Bu yazıda tekrar tekrar söylememek için baştan söylüyorum. Engin Alkan, Türk tiyatrosu adına inanılmaz işler yapan çok güzel bir beyin. 3 saatten fazla süren 2 perdelik bu oyunda belki çok bilindik hikayeleri barındıran bir metin var ama öyle güzel detaylar bir araya getirilmiş ki, hiç sıkılmadan izleniyor.

Çağlar Çorumlu… Ömür boyunca unutamayacağım Shakespeare… Hala hatırladıkça gülümsüyorum. Bu oyunda ise Şark Dişçisi kendisi… Ama nasıl kurnaz, nasıl muzip, nasıl komik…

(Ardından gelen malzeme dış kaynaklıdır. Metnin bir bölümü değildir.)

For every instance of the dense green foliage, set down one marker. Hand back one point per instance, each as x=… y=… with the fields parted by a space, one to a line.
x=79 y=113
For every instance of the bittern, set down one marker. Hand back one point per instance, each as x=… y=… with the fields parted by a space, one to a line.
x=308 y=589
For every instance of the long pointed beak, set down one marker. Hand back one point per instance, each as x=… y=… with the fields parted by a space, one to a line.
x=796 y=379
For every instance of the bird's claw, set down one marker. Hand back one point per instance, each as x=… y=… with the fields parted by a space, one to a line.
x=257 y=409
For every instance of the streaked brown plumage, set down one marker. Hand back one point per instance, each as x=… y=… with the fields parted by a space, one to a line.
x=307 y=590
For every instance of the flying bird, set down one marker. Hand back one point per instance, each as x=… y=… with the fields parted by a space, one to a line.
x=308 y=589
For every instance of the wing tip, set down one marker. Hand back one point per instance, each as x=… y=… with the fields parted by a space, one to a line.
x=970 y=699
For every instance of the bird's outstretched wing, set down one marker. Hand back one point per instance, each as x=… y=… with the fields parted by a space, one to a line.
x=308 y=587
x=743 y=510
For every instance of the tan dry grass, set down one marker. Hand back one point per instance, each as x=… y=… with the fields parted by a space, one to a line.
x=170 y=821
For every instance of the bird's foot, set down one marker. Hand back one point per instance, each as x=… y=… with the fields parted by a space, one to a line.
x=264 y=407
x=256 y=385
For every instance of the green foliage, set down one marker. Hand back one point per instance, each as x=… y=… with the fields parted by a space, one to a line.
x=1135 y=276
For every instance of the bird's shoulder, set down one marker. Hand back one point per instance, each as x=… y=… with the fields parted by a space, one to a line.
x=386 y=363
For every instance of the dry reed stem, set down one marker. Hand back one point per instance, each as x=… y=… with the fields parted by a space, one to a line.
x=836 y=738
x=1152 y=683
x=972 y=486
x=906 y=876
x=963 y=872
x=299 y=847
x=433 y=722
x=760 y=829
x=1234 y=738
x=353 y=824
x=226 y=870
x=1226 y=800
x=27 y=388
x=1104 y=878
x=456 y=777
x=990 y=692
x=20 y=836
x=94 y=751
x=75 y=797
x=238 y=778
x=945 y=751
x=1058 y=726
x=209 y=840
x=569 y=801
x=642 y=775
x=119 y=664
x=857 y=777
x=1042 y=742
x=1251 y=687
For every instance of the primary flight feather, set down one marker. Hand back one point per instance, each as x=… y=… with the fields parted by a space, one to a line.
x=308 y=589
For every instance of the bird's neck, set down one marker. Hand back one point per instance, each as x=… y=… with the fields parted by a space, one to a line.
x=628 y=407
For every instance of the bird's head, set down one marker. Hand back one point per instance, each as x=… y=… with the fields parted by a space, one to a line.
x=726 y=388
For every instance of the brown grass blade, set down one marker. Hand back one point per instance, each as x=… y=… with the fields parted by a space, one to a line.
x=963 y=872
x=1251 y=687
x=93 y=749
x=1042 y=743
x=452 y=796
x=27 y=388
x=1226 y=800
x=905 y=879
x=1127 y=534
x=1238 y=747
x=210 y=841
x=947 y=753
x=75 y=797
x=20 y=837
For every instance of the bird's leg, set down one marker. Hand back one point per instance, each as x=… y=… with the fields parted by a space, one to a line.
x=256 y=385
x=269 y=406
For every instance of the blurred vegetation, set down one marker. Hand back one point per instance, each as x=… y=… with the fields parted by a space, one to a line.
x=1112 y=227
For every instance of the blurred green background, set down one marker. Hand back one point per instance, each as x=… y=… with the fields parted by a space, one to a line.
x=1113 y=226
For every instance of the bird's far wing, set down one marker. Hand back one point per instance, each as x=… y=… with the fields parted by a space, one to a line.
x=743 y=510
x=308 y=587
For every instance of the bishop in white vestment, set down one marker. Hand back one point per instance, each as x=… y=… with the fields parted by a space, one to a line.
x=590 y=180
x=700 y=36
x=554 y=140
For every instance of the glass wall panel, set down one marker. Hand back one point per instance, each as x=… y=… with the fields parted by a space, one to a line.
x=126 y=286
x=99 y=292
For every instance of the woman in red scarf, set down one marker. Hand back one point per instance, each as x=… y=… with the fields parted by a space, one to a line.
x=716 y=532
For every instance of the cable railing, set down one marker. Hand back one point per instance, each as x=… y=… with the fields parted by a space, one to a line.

Sırasıyla anlatmam gerekirse;

  • Dekor çok iyiydi. O kumpanya aracının 4 bir yanını evire çevire kullandılar. Kah üstüne tırmandılar, kah yatak odası oldu, kah antre oldu, kah kumpanya yapıldı… Çok iyiydi. Sade ama fonksiyoneldi.
  • Kostümler inanılmaz bir renk şöleni sunuyordu. Fotoğraflardan da gördüğünüz üzere bir renk cümbüşü vardı.
  • Müzikler çok sevimliydi. Ses düzeni ise ufak tefek aksaklıklara rağmen iyiydi.
  • Engin Alkan oyunlarının en sevdiğim yanı olan doğaçlamalardan bolca vardı. Hele sevişme sahnesi yapmaya çalışan iki oyuncunun peruklarının çıktığı sahnede çok çok komik diyaloglar yaşandı.
  • Sevinç Erbulak’ın, her ne kadar Tarla Kuşuydu Juliet‘teki performansını kendi skalasına göre biraz düşük bulsam da, bu oyundaki performansı müthişti. Kelimenin tam anlamıyla sahneye sığamadı. Enerjisini tüm seyircilere hissettirdi.
  • Beğendiğim milyonlarca şeye rağmen iki şeye çok takıldım. İlki Tarla Kuşuydu Juliet gibi müthiş bir senaryoda neler yapabileceğini ispatlamış olan Engin Alkan’ın, oldukça sempatik olmasına karşın bu sıradan metni seçmesiydi.
  • İkincisi ise  oyuncuların konuşmasıydı. Yazarı Ermeni olan bir oyun için hemen hemen tüm oyuncular dile dikkat etmişti fakat yer yer Roman şivesine geçen konuşmalar oldu. Açıkçası kulağımı tırmaladı.
Fakat tüm bu detayları toparlayınca, ortaya çıkan şeyin çok başarılı ve Türk tiyatrosu adına ümit vaad edici olduğunu söyleyebilirim.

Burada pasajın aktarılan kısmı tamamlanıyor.